In that time, nearly every American girl between ages 5 and 10 has owned at least one Barbie, along with several wardrobes. And at the turn of the 21st century, annual sales of the doll and its accessories grossed almost $2 billion.
Regarded as a powerful representation of popular culture, the Barbie doll was included in the National Toy Hall of Fame in 1998, now housed at the Strong Museum in Rochester, New York, which recognizes toys that have achieved longevity and national significance in the world of play and imagination. And in 1999, the image of Barbie was featured on a new postage stamp issued by the U.S. Postal Service.
A published account of Charlotte Johnson's role in the design and development of the doll is Kitturach B. Westenhouser, The Story of Barbie (Collector books, a Division of Schroeder Publishing, 1994).
Articles which report on Charlotte's involvement with the doll were published in the Los Angeles Times, May 13, 1964 and September 8, 1974.
Born in Omaha in 1917, Charlotte was the only child who survived to adulthood of Frank and Charlotte Holub Buettenback. While growing up in the Benson area, she graduated from Omaha Central High School in 1934.

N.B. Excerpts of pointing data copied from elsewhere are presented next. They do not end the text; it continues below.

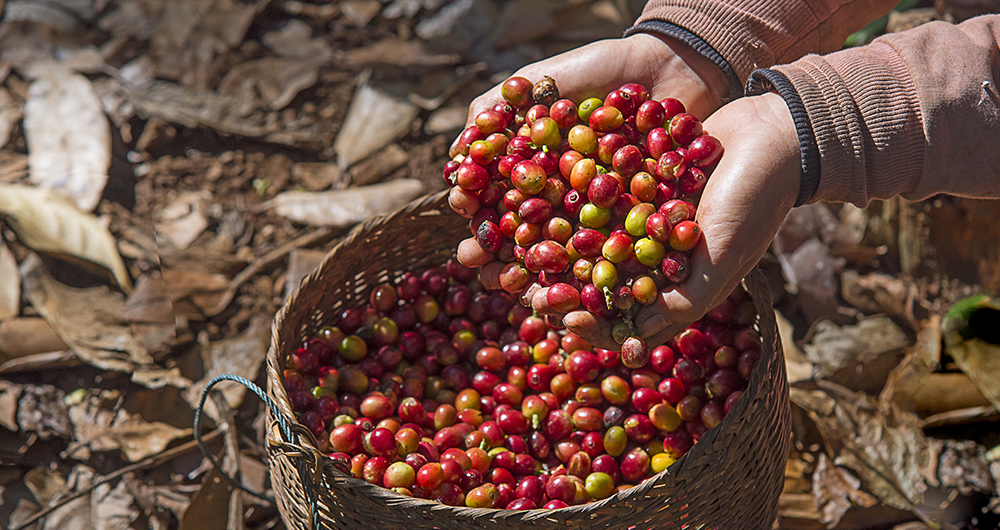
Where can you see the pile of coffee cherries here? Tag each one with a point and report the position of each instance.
(596, 200)
(440, 389)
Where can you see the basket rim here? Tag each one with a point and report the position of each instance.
(437, 204)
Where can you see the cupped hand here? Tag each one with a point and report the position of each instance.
(740, 211)
(666, 67)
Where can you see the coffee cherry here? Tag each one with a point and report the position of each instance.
(545, 92)
(517, 91)
(684, 128)
(605, 119)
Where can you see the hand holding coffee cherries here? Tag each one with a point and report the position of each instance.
(743, 204)
(594, 201)
(632, 161)
(666, 67)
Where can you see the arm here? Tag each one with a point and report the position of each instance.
(741, 35)
(912, 114)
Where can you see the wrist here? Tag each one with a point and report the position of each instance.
(701, 58)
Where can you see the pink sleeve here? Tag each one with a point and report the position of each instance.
(913, 114)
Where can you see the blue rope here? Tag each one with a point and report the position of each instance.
(287, 435)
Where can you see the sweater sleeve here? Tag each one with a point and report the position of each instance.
(751, 34)
(913, 114)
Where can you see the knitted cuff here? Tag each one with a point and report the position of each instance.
(764, 80)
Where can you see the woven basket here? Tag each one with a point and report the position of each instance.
(730, 479)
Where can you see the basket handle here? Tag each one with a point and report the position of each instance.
(291, 436)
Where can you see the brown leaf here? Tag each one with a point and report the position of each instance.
(10, 113)
(27, 336)
(88, 320)
(372, 169)
(374, 119)
(835, 491)
(360, 12)
(45, 222)
(210, 508)
(277, 80)
(317, 176)
(887, 449)
(9, 395)
(182, 220)
(99, 426)
(796, 364)
(114, 508)
(832, 347)
(42, 409)
(301, 262)
(295, 40)
(397, 52)
(68, 136)
(77, 513)
(10, 285)
(202, 289)
(44, 483)
(149, 301)
(242, 355)
(980, 361)
(135, 437)
(878, 293)
(345, 207)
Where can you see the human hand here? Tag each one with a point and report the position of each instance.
(667, 67)
(742, 206)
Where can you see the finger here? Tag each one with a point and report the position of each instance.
(592, 328)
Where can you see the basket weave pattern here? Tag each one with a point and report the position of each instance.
(730, 479)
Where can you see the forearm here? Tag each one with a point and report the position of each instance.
(741, 35)
(912, 114)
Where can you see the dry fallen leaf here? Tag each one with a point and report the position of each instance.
(114, 508)
(832, 347)
(796, 364)
(277, 80)
(835, 491)
(210, 508)
(301, 262)
(46, 222)
(372, 169)
(183, 219)
(374, 119)
(42, 409)
(295, 40)
(10, 285)
(10, 112)
(886, 448)
(98, 428)
(317, 176)
(9, 394)
(345, 207)
(44, 483)
(360, 12)
(24, 336)
(242, 355)
(68, 137)
(398, 52)
(88, 320)
(77, 513)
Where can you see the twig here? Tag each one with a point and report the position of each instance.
(148, 462)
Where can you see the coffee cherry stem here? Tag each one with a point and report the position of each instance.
(608, 297)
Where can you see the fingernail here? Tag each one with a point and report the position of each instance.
(652, 325)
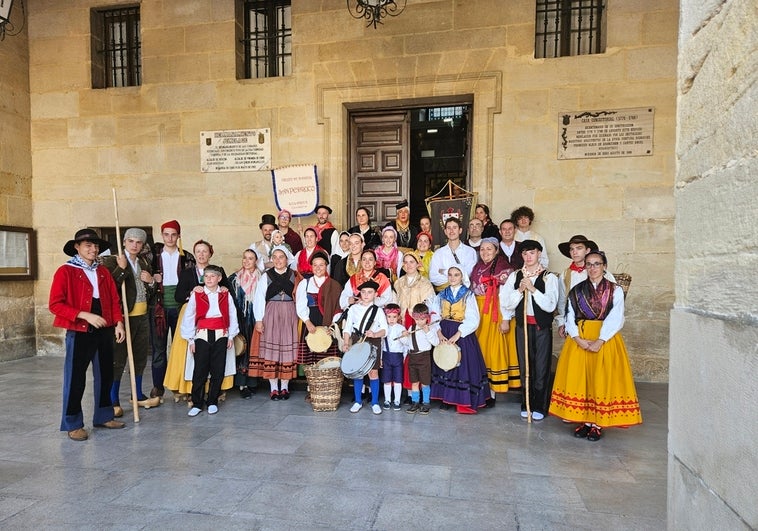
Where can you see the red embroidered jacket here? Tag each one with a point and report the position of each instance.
(71, 293)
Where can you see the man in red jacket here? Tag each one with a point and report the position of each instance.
(85, 302)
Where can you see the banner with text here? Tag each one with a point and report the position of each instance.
(296, 189)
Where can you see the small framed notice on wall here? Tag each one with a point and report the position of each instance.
(606, 133)
(18, 253)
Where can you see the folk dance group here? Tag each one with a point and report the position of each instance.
(489, 300)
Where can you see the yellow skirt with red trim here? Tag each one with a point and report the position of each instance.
(498, 350)
(174, 380)
(595, 387)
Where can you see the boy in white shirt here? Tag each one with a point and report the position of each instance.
(209, 325)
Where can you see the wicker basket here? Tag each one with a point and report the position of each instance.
(325, 387)
(624, 280)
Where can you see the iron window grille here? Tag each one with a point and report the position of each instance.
(116, 47)
(569, 27)
(267, 38)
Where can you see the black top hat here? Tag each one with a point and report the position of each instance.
(369, 284)
(530, 245)
(85, 235)
(267, 219)
(319, 254)
(565, 247)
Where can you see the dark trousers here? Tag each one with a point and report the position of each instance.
(540, 352)
(83, 348)
(210, 356)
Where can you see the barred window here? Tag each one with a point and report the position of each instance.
(116, 47)
(569, 27)
(266, 39)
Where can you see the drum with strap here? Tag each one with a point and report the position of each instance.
(359, 360)
(319, 341)
(447, 356)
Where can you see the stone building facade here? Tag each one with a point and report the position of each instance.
(144, 140)
(713, 397)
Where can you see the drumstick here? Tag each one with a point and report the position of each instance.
(526, 359)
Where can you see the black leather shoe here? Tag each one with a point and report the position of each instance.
(595, 434)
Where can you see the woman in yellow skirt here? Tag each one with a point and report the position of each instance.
(189, 279)
(593, 381)
(498, 346)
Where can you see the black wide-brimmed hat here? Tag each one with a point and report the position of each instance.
(85, 235)
(565, 247)
(267, 219)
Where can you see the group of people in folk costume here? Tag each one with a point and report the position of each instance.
(491, 297)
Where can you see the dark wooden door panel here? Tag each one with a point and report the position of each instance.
(379, 160)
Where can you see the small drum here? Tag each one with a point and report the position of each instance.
(320, 340)
(447, 356)
(240, 345)
(332, 362)
(359, 360)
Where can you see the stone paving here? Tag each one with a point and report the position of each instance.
(259, 464)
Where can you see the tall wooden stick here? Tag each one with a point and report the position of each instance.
(526, 359)
(129, 354)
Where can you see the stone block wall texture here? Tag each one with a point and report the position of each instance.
(713, 397)
(17, 309)
(144, 140)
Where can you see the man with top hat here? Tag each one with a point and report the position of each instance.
(537, 289)
(133, 270)
(577, 248)
(509, 247)
(327, 235)
(263, 247)
(406, 232)
(85, 302)
(168, 260)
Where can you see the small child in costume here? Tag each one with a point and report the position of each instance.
(420, 339)
(209, 325)
(393, 354)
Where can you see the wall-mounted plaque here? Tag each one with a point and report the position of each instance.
(235, 150)
(606, 133)
(18, 253)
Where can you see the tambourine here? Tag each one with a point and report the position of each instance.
(447, 356)
(359, 360)
(319, 340)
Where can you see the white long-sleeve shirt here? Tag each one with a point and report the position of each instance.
(612, 324)
(443, 258)
(470, 315)
(510, 296)
(188, 328)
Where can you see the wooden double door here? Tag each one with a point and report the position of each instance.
(379, 163)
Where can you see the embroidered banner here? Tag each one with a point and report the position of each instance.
(296, 189)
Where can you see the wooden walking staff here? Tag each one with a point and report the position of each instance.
(129, 354)
(526, 359)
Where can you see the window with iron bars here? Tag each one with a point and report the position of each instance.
(569, 27)
(265, 36)
(116, 47)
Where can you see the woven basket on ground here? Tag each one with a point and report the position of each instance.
(325, 387)
(623, 280)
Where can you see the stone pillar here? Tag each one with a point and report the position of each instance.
(713, 396)
(17, 333)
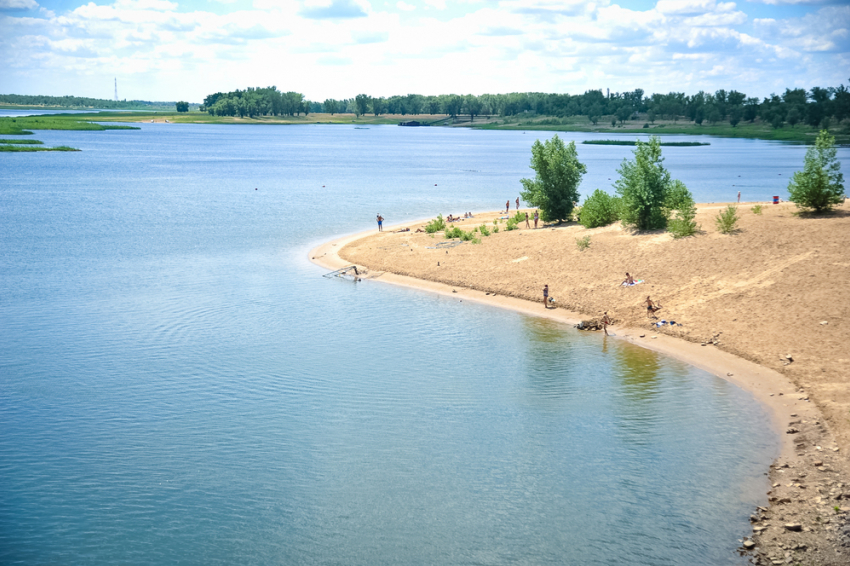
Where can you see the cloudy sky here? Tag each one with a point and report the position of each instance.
(186, 49)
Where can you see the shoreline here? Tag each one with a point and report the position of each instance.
(768, 386)
(810, 526)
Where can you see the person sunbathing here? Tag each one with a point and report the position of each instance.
(651, 308)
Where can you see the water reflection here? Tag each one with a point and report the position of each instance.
(637, 384)
(550, 359)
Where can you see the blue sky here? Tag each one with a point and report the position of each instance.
(186, 49)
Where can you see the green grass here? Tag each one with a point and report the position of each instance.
(757, 130)
(31, 148)
(21, 125)
(634, 142)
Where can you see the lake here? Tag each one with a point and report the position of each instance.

She was active in art and dramatic activities, was a talented art student and pianist, and won a Carnegie Award sponsored by Scholastic Magazine for her design of a crayfish for placement on a bracelet, necklace, or candlestick holder.
With a scholarship, she attended Kansas City Art Institute for three years, then married sculptor Edgar Johnson Jr. and lived in New York, where he made ceramic products and she painted them.
After the marriage ended, with no children, she moved to California, owning a business that designed and sewed children's clothes, and teaching fashion design at Chouinard Art School.
Charlotte Buettenback Johnson died in Santa Monica in 1997 and in accord with her wishes, her remains were cremated, and the ashes laid to rest at Holy Sepulchre Cemetery in Omaha.